Sometimes some sort of computation function is needed for a use case and writing said functions in Theano is common. For example, the adstock function referenced in a 2017 Google paper on Media Mix Modeling:
import theano.tensor as tt
def geometric_adstock(x, theta, alpha,L=12):
w = tt.as_tensor_variable([tt.power(alpha,tt.power(i-theta,2)) for i in range(L)])
xx = tt.stack([tt.concatenate([tt.zeros(i), x[:x.shape[0] -i]]) for i in range(L)])

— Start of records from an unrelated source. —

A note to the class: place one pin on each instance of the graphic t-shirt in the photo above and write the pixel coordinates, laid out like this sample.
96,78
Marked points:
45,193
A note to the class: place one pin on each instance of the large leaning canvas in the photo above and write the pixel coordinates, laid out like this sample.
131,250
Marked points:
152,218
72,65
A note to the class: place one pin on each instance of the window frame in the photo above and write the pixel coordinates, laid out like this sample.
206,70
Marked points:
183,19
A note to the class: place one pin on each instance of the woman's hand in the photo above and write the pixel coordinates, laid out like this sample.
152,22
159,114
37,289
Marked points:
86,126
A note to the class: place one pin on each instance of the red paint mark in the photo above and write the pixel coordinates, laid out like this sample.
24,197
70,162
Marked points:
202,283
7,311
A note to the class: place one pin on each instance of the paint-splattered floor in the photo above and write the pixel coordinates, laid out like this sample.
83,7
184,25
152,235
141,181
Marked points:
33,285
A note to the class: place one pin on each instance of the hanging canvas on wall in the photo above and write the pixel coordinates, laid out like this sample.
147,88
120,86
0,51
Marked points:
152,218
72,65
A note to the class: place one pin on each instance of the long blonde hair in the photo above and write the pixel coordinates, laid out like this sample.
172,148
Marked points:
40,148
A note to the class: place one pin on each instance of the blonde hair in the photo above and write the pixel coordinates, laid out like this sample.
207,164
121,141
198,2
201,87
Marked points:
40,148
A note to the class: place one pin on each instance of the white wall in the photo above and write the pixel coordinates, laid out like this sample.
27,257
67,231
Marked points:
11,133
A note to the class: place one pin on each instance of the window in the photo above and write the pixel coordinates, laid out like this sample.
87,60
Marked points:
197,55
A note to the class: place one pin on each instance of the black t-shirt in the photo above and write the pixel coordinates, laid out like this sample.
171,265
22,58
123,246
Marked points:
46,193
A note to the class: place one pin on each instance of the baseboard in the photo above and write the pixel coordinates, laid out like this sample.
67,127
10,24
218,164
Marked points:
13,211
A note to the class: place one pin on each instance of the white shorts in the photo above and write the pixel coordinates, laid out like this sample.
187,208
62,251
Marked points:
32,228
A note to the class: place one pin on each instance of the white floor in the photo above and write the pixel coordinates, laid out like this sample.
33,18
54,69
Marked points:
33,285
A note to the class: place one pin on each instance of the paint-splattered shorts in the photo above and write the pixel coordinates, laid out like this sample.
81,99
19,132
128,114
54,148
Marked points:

return tt.dot(w/tt.sum(w), xx)
def saturation(x,s,k,b):
return b/(1 + (x/k)**(-s))
And then this function could be used in PyMC3 models:
import arviz as az
import pymc3 as pm
with pm.Model() as m:
#var, dist, pm.name, params, shape
alpha = pm.Beta('alpha', 3 , 3, shape=X.shape[1]) # retain rate in adstock
theta = pm.Uniform('theta', 0 , 12, shape=X.shape[1]) # delay in adstock
k = pm.Beta('k', 2 , 2, shape=X.shape[1]) # "ec" in saturation, half saturation point
s = pm.Gamma('s', 3 , 1, shape=X.shape[1]) # slope in saturation, hill coefficient
beta = pm.Normal('beta', 0, 1, shape=X.shape[1]) # regression coefficient
tau = pm.Normal('intercept', 0, 5 ) # model intercept
noise = pm.InverseGamma('noise', 0.05, 0.005 ) # variance about y
computations = []
for idx,col in enumerate(X.columns):
comp = saturation(x=geometric_adstock(x=X[col].values,
alpha=alpha[idx],
theta=theta[idx],
L=12),
b=beta[idx],
k=k[idx],
s=s[idx])
computations.append(comp)
y_hat = pm.Normal('y_hat', mu= tau + sum(computations),
sigma=noise,
observed=y)
trace1 = pm.sample(chains=4)
All that to say, could the Theano function defined in the first code block be replaced with a function written in Jax? I think so… but not certain!